Turpel-Lafond said the language in the bill should be made clearer by, for example, replacing the word “discrimination” with “racism”.
She also said the bill has promise and aims to close a gap by reinforcing existing rights that haven’t been respected.
“The most important thing it does is it puts an obligation on Canada to conduct its policies and conduct its interactions with Indigenous peoples on the basis of recognizing Indigenous people have rights,” Turpel-Lafond said.
“Since as long as there’s been a Canada, it’s been doing it the opposite way, which is denying that Indigenous peoples have rights and … a very high-conflict relationship. The bill is meant to shift that.”
In a statement to CBC News, Justice Minister David Lametti’s office said the government remains open to any proposed improvements to the bill.
“Our government has been clear in recognizing the realities of discrimination and racism that Indigenous peoples face in Canada, and we continue to work in partnership with Indigenous peoples to find and implement concrete solutions to address them,” said the statement.
Natan Obed is president of the Inuit Tapiriit Kanatami, which co-developed the bill with the federal government. He told CBC News the legislation creates a new avenue for Indigenous people to seek justice in the courts.
“This legislation really is a test on whether or not specific political parties or specific jurisdictions accept that Indigenous peoples have human rights,” Obed said.
“If governments are still in the place where they’re fighting against Indigenous peoples rights, what they’re really saying is that human rights apply to some of their constituency, but not all. I hope that political parties can understand that this is actually what is at stake here …”
‘You’re going to see more conflict’
Russ Diabo, a member of the Mohawks of Kahnawake and a policy analyst, went to Geneva in the 1980s and 1990s to develop the declaration with the United Nations Working Group on Indigenous Populations.
He said Canada’s interpretation of UNDRIP doesn’t advance the sovereignty of Indigenous peoples and allows the government to keep the upper hand under the law.
“Bill C-15 is going to entrench all of that, the colonial status quo,” Diabo said.
Diabo said the bill reinforces Canada’s existing policies on modern treaties and self-government, which he believes are in breach of the UN declaration’s standards.
That, he said, will make it harder for Indigenous communities to block resource projects they don’t want.
“(UNDRIP) will be used domestically against land defenders and water protectors to say that they’re acting outside of the law when they go and stop projects or activities that they feel are infringing or affecting their aboriginal treaty rights,” Diabo said.

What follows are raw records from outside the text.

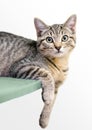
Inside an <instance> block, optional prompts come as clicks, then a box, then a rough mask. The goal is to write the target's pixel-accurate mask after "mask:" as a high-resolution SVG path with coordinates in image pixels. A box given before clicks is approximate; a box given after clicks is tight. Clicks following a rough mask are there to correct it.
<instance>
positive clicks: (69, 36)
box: [34, 15, 76, 57]
mask: <svg viewBox="0 0 92 130" xmlns="http://www.w3.org/2000/svg"><path fill="white" fill-rule="evenodd" d="M34 24H35V28H36V31H37V48H38V50H39V51H40V53H42V54H43V55H44V56H47V57H63V56H65V55H67V54H68V53H70V52H71V50H72V49H73V48H74V47H75V42H76V37H75V34H76V30H75V26H76V15H72V16H71V17H69V18H68V20H67V21H66V22H65V23H64V24H54V25H52V26H48V25H46V24H45V23H44V22H43V21H41V20H40V19H38V18H35V19H34Z"/></svg>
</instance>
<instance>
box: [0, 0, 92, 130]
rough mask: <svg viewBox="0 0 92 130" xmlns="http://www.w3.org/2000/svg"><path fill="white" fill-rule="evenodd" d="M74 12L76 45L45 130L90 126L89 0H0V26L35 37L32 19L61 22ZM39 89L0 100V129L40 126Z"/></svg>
mask: <svg viewBox="0 0 92 130" xmlns="http://www.w3.org/2000/svg"><path fill="white" fill-rule="evenodd" d="M71 14H77V17H78V20H77V44H76V45H77V46H76V49H75V50H74V51H73V53H72V55H71V58H70V62H69V63H70V64H69V66H70V71H69V75H68V78H67V80H66V81H65V83H64V85H63V86H62V87H61V88H60V91H59V94H58V97H57V100H56V103H55V106H54V109H53V112H52V115H51V119H50V123H49V126H48V127H47V128H46V130H92V58H91V57H92V4H91V0H85V1H81V0H0V30H1V31H8V32H12V33H15V34H18V35H22V36H25V37H28V38H33V39H36V33H35V28H34V23H33V18H34V17H39V18H41V19H42V20H44V21H45V22H46V23H47V24H53V23H63V22H64V21H65V20H66V18H68V16H70V15H71ZM40 93H41V90H39V91H36V92H34V93H32V94H29V95H26V96H24V97H21V98H18V99H15V100H12V101H9V102H6V103H3V104H0V130H41V128H40V127H39V125H38V119H39V114H40V112H41V109H42V106H43V103H42V100H41V96H40Z"/></svg>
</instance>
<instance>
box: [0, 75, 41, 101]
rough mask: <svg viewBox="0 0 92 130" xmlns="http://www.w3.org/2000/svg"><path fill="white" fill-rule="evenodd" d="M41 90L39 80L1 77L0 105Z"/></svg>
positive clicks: (0, 78)
mask: <svg viewBox="0 0 92 130" xmlns="http://www.w3.org/2000/svg"><path fill="white" fill-rule="evenodd" d="M40 88H41V82H40V81H39V80H29V79H27V80H26V79H16V78H8V77H6V78H5V77H0V103H3V102H5V101H8V100H10V99H13V98H17V97H20V96H23V95H25V94H29V93H31V92H34V91H36V90H38V89H40Z"/></svg>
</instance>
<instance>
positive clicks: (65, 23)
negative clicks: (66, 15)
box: [64, 15, 77, 33]
mask: <svg viewBox="0 0 92 130" xmlns="http://www.w3.org/2000/svg"><path fill="white" fill-rule="evenodd" d="M76 20H77V16H76V15H72V16H70V17H69V18H68V20H67V21H66V22H65V24H64V26H66V27H68V28H69V29H70V30H72V32H73V33H74V32H75V31H76V30H75V29H76Z"/></svg>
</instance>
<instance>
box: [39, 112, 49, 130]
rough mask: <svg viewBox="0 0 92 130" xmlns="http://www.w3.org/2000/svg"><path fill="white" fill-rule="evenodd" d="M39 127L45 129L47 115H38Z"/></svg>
mask: <svg viewBox="0 0 92 130" xmlns="http://www.w3.org/2000/svg"><path fill="white" fill-rule="evenodd" d="M39 125H40V126H41V127H42V128H46V127H47V125H48V114H47V113H44V114H43V113H42V114H41V115H40V119H39Z"/></svg>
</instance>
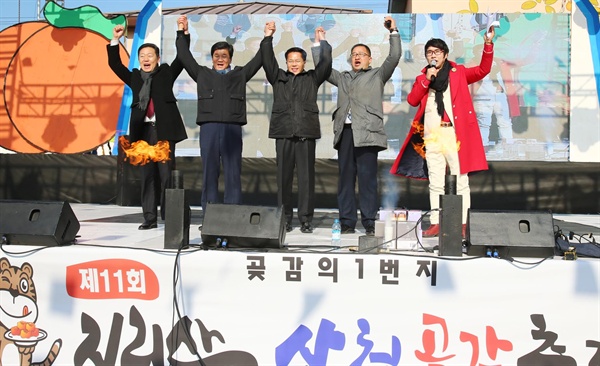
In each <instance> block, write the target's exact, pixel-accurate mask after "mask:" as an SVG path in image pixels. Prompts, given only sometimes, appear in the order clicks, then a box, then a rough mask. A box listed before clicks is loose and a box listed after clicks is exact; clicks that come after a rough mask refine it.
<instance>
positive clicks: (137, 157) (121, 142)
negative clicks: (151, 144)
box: [119, 136, 171, 165]
mask: <svg viewBox="0 0 600 366" xmlns="http://www.w3.org/2000/svg"><path fill="white" fill-rule="evenodd" d="M119 145H120V146H121V149H122V150H123V152H124V153H125V160H127V159H129V163H130V164H131V165H145V164H148V163H149V162H151V161H153V162H161V163H164V162H166V161H167V160H170V158H169V153H170V152H171V149H170V148H169V142H168V141H159V142H157V143H156V145H148V143H147V142H146V141H144V140H139V141H136V142H134V143H133V144H132V143H130V142H129V140H127V139H126V138H125V136H121V137H119Z"/></svg>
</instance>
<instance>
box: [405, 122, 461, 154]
mask: <svg viewBox="0 0 600 366" xmlns="http://www.w3.org/2000/svg"><path fill="white" fill-rule="evenodd" d="M412 127H413V129H414V132H413V133H414V134H415V135H421V138H422V139H423V142H411V144H412V147H413V149H414V150H415V152H416V153H417V154H419V156H421V157H422V158H423V159H425V147H426V146H427V142H430V143H431V142H436V141H437V140H438V138H439V135H437V134H435V133H434V134H430V135H429V136H428V137H427V138H424V137H423V135H424V130H425V126H423V124H422V123H420V122H419V121H413V124H412ZM446 146H447V145H446ZM450 149H452V147H450ZM444 150H445V151H448V150H446V149H444ZM456 151H457V152H458V151H460V141H456Z"/></svg>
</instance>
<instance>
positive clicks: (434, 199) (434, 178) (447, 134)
mask: <svg viewBox="0 0 600 366" xmlns="http://www.w3.org/2000/svg"><path fill="white" fill-rule="evenodd" d="M434 121H435V120H434ZM439 123H440V122H439V120H437V121H436V122H431V123H429V124H430V125H428V122H427V119H425V124H426V126H425V136H424V140H425V148H426V159H427V169H428V170H429V204H430V205H431V209H432V210H434V209H436V208H439V207H440V195H443V194H444V193H445V192H444V187H445V180H446V167H448V169H450V174H451V175H456V194H458V195H461V196H462V201H463V212H462V223H463V224H466V223H467V210H468V209H469V207H471V189H470V187H469V176H468V175H467V174H460V162H459V160H458V148H459V147H458V146H457V142H456V133H455V131H454V127H441V126H440V124H439ZM429 219H430V221H431V224H439V222H440V215H439V211H432V212H431V214H430V215H429Z"/></svg>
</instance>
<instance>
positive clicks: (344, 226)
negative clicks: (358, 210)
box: [342, 224, 356, 234]
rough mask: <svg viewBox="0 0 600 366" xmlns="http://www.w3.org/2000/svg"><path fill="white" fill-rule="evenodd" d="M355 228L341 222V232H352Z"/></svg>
mask: <svg viewBox="0 0 600 366" xmlns="http://www.w3.org/2000/svg"><path fill="white" fill-rule="evenodd" d="M355 232H356V230H354V228H353V227H351V226H348V225H346V224H342V234H354V233H355Z"/></svg>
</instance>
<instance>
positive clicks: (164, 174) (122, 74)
mask: <svg viewBox="0 0 600 366" xmlns="http://www.w3.org/2000/svg"><path fill="white" fill-rule="evenodd" d="M188 44H189V36H188ZM119 48H120V47H119V45H115V46H111V45H110V44H109V45H108V46H107V47H106V49H107V52H108V64H109V66H110V68H111V69H112V70H113V72H114V73H115V74H116V75H117V76H118V77H119V79H121V80H123V82H124V83H125V84H127V85H128V86H129V87H130V88H131V91H132V93H133V102H132V105H131V118H130V127H129V136H130V140H131V142H135V141H138V140H144V141H146V142H147V143H148V144H150V145H154V144H156V143H157V142H158V141H168V142H169V147H170V150H171V152H170V154H169V160H168V161H166V162H164V163H162V162H161V163H153V162H150V163H148V164H145V165H143V166H142V167H141V176H142V177H141V180H142V210H143V212H144V220H145V221H156V219H157V202H158V200H159V199H160V203H161V217H162V219H163V220H164V214H165V211H166V210H165V189H166V188H168V187H169V184H170V180H171V171H172V170H174V169H175V144H176V143H177V142H179V141H181V140H185V139H186V138H187V134H186V132H185V126H184V124H183V120H182V118H181V114H180V113H179V108H178V107H177V99H176V98H175V96H174V95H173V83H174V82H175V79H177V77H178V76H179V74H180V73H181V71H182V70H183V65H182V64H181V62H180V61H179V60H178V59H175V60H174V61H173V62H172V64H171V66H169V65H167V64H162V65H159V66H158V71H157V72H156V73H155V74H154V75H153V77H152V87H151V90H150V97H151V99H152V102H153V104H154V112H155V117H156V122H155V123H148V122H145V117H146V111H145V110H141V109H139V108H138V107H137V103H138V102H139V98H140V95H139V93H140V89H141V88H142V84H143V80H142V76H141V72H140V70H139V69H133V70H132V71H130V70H129V69H128V68H127V67H126V66H125V65H123V63H122V62H121V57H120V55H119ZM132 57H133V56H132ZM157 187H160V190H158V189H157Z"/></svg>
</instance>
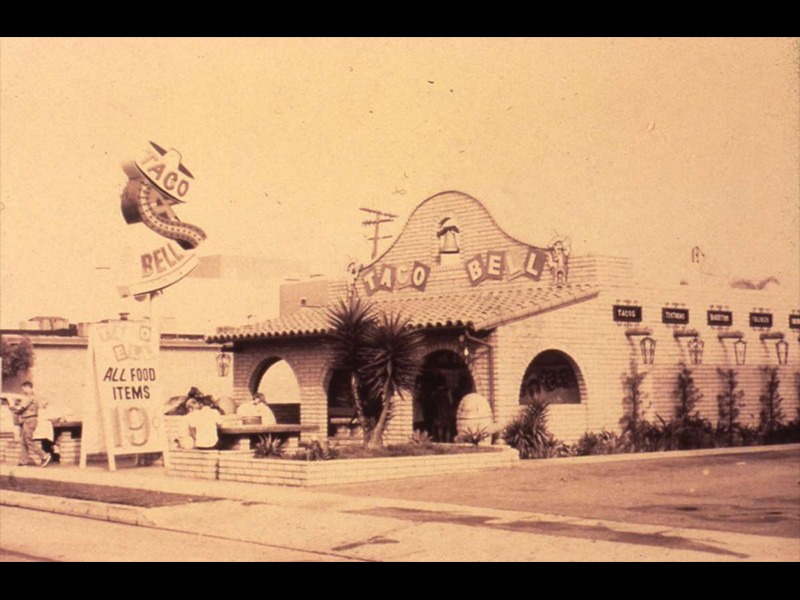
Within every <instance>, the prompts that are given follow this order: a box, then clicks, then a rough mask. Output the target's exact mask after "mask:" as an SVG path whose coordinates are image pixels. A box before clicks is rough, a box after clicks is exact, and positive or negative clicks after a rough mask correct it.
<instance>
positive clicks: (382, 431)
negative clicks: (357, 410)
mask: <svg viewBox="0 0 800 600" xmlns="http://www.w3.org/2000/svg"><path fill="white" fill-rule="evenodd" d="M422 343H423V338H422V334H421V333H420V332H419V331H417V330H414V329H412V328H411V323H410V322H409V320H408V319H406V318H403V317H402V316H401V315H400V314H399V313H397V314H390V315H387V314H381V316H380V318H379V320H378V323H377V324H376V326H375V327H372V328H371V329H369V331H368V332H367V336H366V346H365V348H364V358H365V363H364V365H362V368H361V371H360V375H361V377H362V380H363V382H364V384H365V386H366V388H367V393H368V395H369V398H370V399H373V400H374V401H376V402H375V403H376V405H379V406H380V415H379V417H378V420H377V422H376V423H375V426H374V428H373V430H372V434H371V436H370V440H369V443H368V446H372V447H376V446H381V445H383V432H384V430H385V429H386V426H387V425H388V423H389V420H390V419H391V418H392V415H393V408H394V404H395V397H396V396H397V397H399V398H400V399H401V400H403V399H404V398H403V389H411V387H412V386H413V385H414V380H415V379H416V376H417V372H418V360H417V357H418V356H419V350H420V349H421V348H422Z"/></svg>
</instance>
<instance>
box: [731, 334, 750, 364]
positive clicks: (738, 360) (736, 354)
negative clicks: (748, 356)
mask: <svg viewBox="0 0 800 600" xmlns="http://www.w3.org/2000/svg"><path fill="white" fill-rule="evenodd" d="M746 352H747V342H745V341H744V340H743V339H742V338H739V339H738V340H736V341H735V342H734V343H733V353H734V354H735V355H736V364H737V365H743V364H744V358H745V354H746Z"/></svg>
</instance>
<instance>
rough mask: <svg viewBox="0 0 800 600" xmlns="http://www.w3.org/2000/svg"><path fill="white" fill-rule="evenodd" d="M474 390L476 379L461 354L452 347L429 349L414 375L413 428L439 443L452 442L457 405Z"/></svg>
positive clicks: (454, 432)
mask: <svg viewBox="0 0 800 600" xmlns="http://www.w3.org/2000/svg"><path fill="white" fill-rule="evenodd" d="M474 391H475V382H474V381H473V379H472V374H471V373H470V371H469V368H468V367H467V365H466V364H465V363H464V359H463V358H462V357H461V356H459V355H458V354H456V353H455V352H452V351H451V350H437V351H435V352H431V353H430V354H428V355H427V356H426V357H425V360H424V361H423V363H422V369H421V371H420V374H419V377H417V385H416V390H415V393H414V429H415V430H420V431H424V432H426V433H428V435H430V436H431V437H432V438H433V439H435V440H436V441H438V442H452V441H453V440H454V438H455V435H456V411H457V409H458V405H459V403H460V402H461V399H462V398H463V397H464V396H466V395H467V394H469V393H471V392H474Z"/></svg>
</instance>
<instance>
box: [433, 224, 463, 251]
mask: <svg viewBox="0 0 800 600" xmlns="http://www.w3.org/2000/svg"><path fill="white" fill-rule="evenodd" d="M458 233H460V230H459V228H458V225H456V224H455V222H454V221H453V219H451V218H450V217H445V218H444V219H442V220H441V221H439V231H438V232H437V233H436V235H437V237H438V238H439V244H440V245H439V253H440V254H458V253H459V249H458Z"/></svg>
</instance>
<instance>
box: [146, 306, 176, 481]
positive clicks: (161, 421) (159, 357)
mask: <svg viewBox="0 0 800 600" xmlns="http://www.w3.org/2000/svg"><path fill="white" fill-rule="evenodd" d="M163 293H164V291H163V290H155V291H153V292H150V293H149V294H148V296H147V298H148V300H147V308H148V312H149V317H148V319H149V320H150V324H151V325H152V326H153V328H154V330H155V331H156V332H157V335H158V345H157V346H156V348H157V351H158V357H159V363H160V362H161V313H160V311H159V308H160V305H159V303H160V302H161V301H160V300H156V298H158V297H159V296H161V295H162V294H163ZM158 389H161V388H160V387H159V388H158ZM158 418H159V420H160V421H161V424H160V427H159V429H160V430H161V442H162V448H163V450H162V451H161V459H162V461H163V462H164V468H165V469H167V470H169V468H170V455H169V435H168V434H167V423H166V420H165V419H164V415H163V413H160V414H159V415H158Z"/></svg>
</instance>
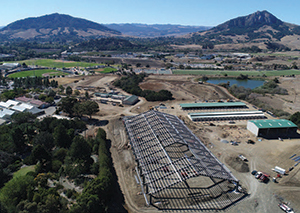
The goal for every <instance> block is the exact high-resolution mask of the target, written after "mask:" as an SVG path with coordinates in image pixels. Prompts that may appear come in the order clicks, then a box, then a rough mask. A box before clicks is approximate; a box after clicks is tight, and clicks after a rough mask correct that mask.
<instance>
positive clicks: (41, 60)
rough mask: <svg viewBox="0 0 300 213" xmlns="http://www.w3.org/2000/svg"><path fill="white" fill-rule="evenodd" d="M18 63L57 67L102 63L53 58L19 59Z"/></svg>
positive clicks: (93, 65) (49, 66) (100, 64)
mask: <svg viewBox="0 0 300 213" xmlns="http://www.w3.org/2000/svg"><path fill="white" fill-rule="evenodd" d="M18 63H20V64H23V63H25V64H27V65H38V66H45V67H56V68H63V67H91V66H96V65H101V64H97V63H88V62H76V61H61V60H53V59H30V60H24V61H18Z"/></svg>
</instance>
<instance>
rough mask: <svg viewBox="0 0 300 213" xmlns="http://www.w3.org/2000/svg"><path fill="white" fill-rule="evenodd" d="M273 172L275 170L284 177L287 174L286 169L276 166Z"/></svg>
mask: <svg viewBox="0 0 300 213" xmlns="http://www.w3.org/2000/svg"><path fill="white" fill-rule="evenodd" d="M272 170H273V171H274V172H277V173H279V174H281V175H284V174H285V173H286V171H285V169H283V168H280V167H278V166H275V168H274V169H272Z"/></svg>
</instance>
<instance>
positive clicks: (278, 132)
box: [247, 119, 297, 138]
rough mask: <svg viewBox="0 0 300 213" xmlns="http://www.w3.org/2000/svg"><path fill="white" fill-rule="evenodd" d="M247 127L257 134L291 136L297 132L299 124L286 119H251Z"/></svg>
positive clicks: (259, 134) (262, 136)
mask: <svg viewBox="0 0 300 213" xmlns="http://www.w3.org/2000/svg"><path fill="white" fill-rule="evenodd" d="M247 129H248V130H249V131H250V132H252V133H253V134H254V135H256V136H262V137H267V138H268V137H279V136H281V137H289V136H292V135H294V134H296V133H297V125H296V124H294V123H293V122H292V121H289V120H285V119H267V120H250V121H248V123H247Z"/></svg>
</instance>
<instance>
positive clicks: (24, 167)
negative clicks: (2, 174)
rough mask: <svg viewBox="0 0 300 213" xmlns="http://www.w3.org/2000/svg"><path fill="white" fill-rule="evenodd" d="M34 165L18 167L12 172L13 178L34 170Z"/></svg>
mask: <svg viewBox="0 0 300 213" xmlns="http://www.w3.org/2000/svg"><path fill="white" fill-rule="evenodd" d="M34 167H35V165H32V166H26V167H23V168H22V169H19V170H18V171H16V172H15V173H14V176H13V177H14V178H16V177H21V176H24V175H26V174H27V173H28V172H33V171H34Z"/></svg>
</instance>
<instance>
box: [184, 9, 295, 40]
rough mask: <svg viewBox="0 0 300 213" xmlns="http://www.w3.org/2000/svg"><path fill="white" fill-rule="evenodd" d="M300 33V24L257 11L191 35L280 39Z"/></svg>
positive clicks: (270, 13) (233, 38) (196, 32)
mask: <svg viewBox="0 0 300 213" xmlns="http://www.w3.org/2000/svg"><path fill="white" fill-rule="evenodd" d="M289 35H290V36H291V35H300V26H299V25H295V24H290V23H286V22H283V21H282V20H280V19H278V18H277V17H275V16H274V15H273V14H271V13H270V12H268V11H266V10H264V11H257V12H255V13H252V14H250V15H247V16H242V17H237V18H234V19H231V20H229V21H226V22H224V23H222V24H220V25H218V26H216V27H213V28H211V29H209V30H207V31H205V32H196V33H192V34H190V35H189V36H191V37H193V36H194V37H195V36H196V37H197V36H201V37H205V38H210V39H213V38H218V39H220V41H222V40H223V41H224V40H226V39H227V40H235V41H240V42H241V41H242V42H245V41H246V42H247V41H254V40H257V41H259V40H260V41H280V40H281V39H282V38H283V37H285V36H289Z"/></svg>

“You’re going to see more conflict.”
The provinces also could play spoiler and undermine the federal bill if they decline to pass their own laws on UNDRIP, since natural resources fall under their jurisdiction, Diabo said.
“It doesn’t deal with provincial jurisdiction and that’s going to be the big problem.”
Half a dozen provinces already have asked the government to delay the bill over worries it could compromise natural resource projects.
NDP Premier John Horgan’s government in B.C. is the only one so far that has passed a provincial law implementing the declaration.